A common requirement in many emerging applications is the ability to process, in real time, a continuous high-volume stream of data. The real-time nature of data stream systems and the vast amounts of data they are required to process introduce new fundamental problems. A useful type of monitoring query called a threshold query detects when a value rises above, or falls below, a predetermined threshold value. Threshold function queries can be implemented by collecting all the mail items to a central location but such a solution is very costly in terms of communications load.
This innovative technology implements a threshold query on a monitored data stream with significantly decreased communication load. As data arrives on the streams, every node verifies that the constraint on its stream has not been violated. A vector of time-varying variables is derived from each stream. Given an arbitrary function over the vector space (i.e. from the vector space to real numbers), and a threshold value, the invention enables detecting when the value of the function over the weighted average of the vectors derived from the streams crosses above or below the threshold value, while minimizing communication between the nodes holding the streams.
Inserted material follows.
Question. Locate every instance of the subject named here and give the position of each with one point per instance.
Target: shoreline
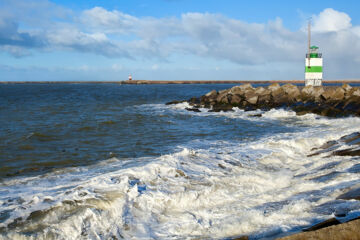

This geometric analysis of the problem guarantees that as long as the constraints on all the streams are upheld, the result of the query remains unchanged, and thus no communication is required. A solution exists for closely coupled environments where the nodes can communicate efficiently and for a loosely-coupled environment where the broadcast cost is high.
• Lower high-volume data stream monitoring costs
• Higher data mining speed
• Increased data stream monitoring volume
• Enhancing the performance of distributed classification tasks (for example, spam mail filtering).
• Performing global, complex, monitoring tasks in sensor networks, large distributed systems, and large communications networks.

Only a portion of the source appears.